Doch 10% mehr Brutto Lohn wegen der Rente Beiträge, genauer meine ich das Arbeitgeberbrutto. Die Rente Beiträge von 19,6% (Zahl aus dem Kopf bin mir nciht sicher), werden ja halb-halb von Arbeiter und Firma getragen. Das verschleiert die Kosten etwas.
Also wenn du zu 4000 Brutto angestellt bist fließen grob 400 von dir in die Rentenkasse, die firma legt aber nochmal 400 drauf, dein richtiges Arbeitgeberbrutto liegt also höher.
Aber ja, auch das netto der hochverdiener würde sinken.
Die Kosten für die Arbeitgeber würden steigen, aber eben nur genau bis zu dem Punkt, wo es eine Gesellschaft, die nach dem Solidaritätsprinzip arbeitet, vorsehen müsste. Aus der anderen Perspektive gedacht sparen gegenwärtig nämlich die Unternehmen von den Bezieher:innen exorbitant hoher Gehälter, aus irgendeinem unerfindlichen Grund, einen Teil der fairerweise zu fordernden Beiträge. Genau das will ich ja abschaffen.
Klar, ich fände es wie gesagt ohne Grenze auch besser. Ich wollte nur aufzeigen was alles politisch im Weg steht.
Und ich denke auch dass eine höhere Beitragsbenessungsgrenze es erlauben würde die rentenbeiträge zu senken obwohl man weiter das gleiche Renten niveau hält (und die top verdiener trotzdem höhere Ansprüche erwirken).

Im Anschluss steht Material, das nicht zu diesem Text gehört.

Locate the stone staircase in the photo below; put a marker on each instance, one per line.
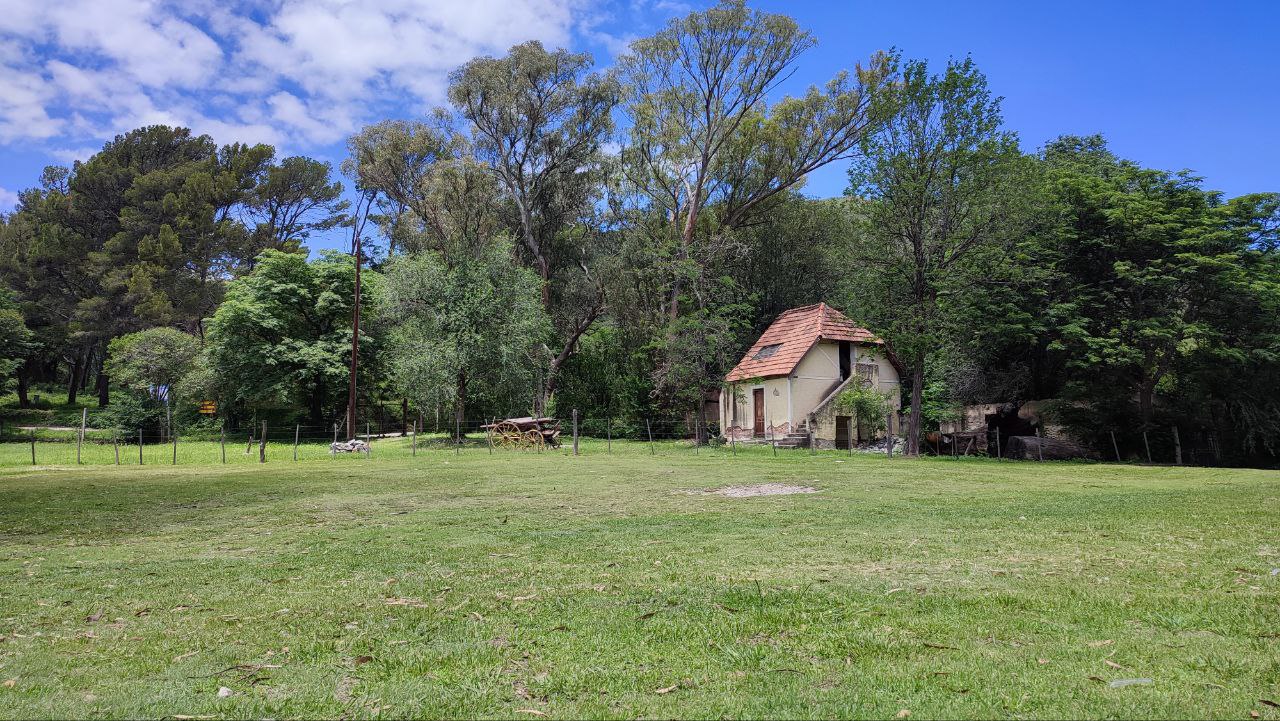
(798, 438)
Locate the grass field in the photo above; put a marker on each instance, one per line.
(521, 585)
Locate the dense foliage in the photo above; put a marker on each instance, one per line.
(612, 240)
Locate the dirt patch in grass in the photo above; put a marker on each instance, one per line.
(759, 489)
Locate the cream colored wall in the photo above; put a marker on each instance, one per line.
(810, 383)
(824, 420)
(816, 374)
(776, 397)
(888, 379)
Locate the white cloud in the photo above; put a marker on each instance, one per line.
(8, 200)
(288, 72)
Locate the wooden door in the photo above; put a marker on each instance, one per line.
(844, 438)
(758, 409)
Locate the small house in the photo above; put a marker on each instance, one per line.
(785, 387)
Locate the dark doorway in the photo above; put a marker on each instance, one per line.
(844, 436)
(758, 409)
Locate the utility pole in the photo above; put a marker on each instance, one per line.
(357, 227)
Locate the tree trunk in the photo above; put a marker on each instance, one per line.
(544, 270)
(460, 409)
(1146, 402)
(23, 384)
(355, 342)
(104, 383)
(73, 382)
(913, 423)
(315, 414)
(104, 388)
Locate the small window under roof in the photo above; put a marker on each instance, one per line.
(767, 351)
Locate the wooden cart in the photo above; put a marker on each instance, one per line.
(524, 433)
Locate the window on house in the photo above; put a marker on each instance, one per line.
(868, 374)
(767, 351)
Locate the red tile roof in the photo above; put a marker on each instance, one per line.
(794, 333)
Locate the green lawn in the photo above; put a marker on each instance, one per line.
(520, 585)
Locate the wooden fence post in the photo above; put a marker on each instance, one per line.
(81, 437)
(888, 434)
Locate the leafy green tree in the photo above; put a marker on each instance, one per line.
(464, 325)
(704, 135)
(17, 341)
(539, 121)
(1156, 281)
(152, 361)
(868, 406)
(293, 200)
(942, 196)
(280, 341)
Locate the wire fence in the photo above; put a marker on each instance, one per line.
(264, 443)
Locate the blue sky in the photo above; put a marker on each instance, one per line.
(1171, 83)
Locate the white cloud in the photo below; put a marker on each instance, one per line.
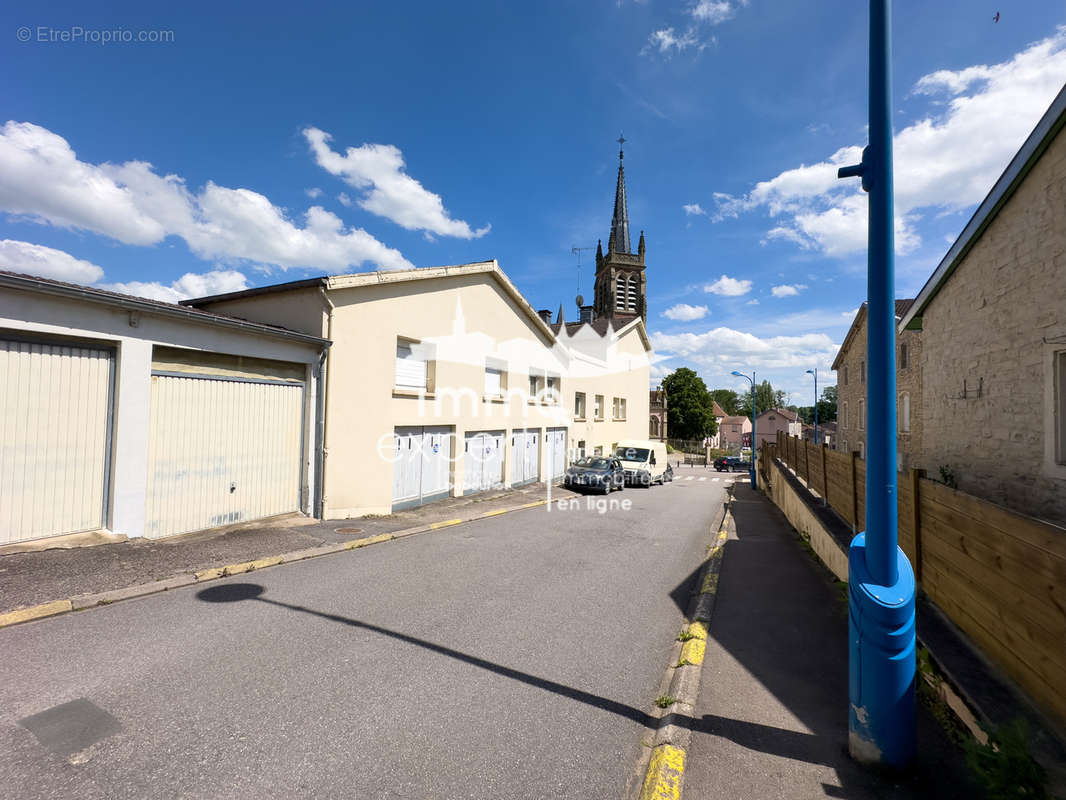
(729, 287)
(667, 42)
(377, 171)
(36, 259)
(946, 161)
(685, 313)
(42, 178)
(190, 285)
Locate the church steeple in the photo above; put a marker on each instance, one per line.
(619, 224)
(620, 282)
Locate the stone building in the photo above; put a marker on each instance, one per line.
(851, 368)
(992, 321)
(657, 411)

Ich bräuchte länger das zu erklären, aber hier die grobe Idee:
Wenn die Schere zwischen gut und schlecht verdienen weiter auseinander geht (wie es die letzten Jahre passiert ist), so steigen - wegen der Beitragsbenessungsgrenze - die Beiträge zur Rentenkasse langsamer als die allgemeine Lohnentwicklung. Dadurch sinkt auf Dauer das rentenniveau.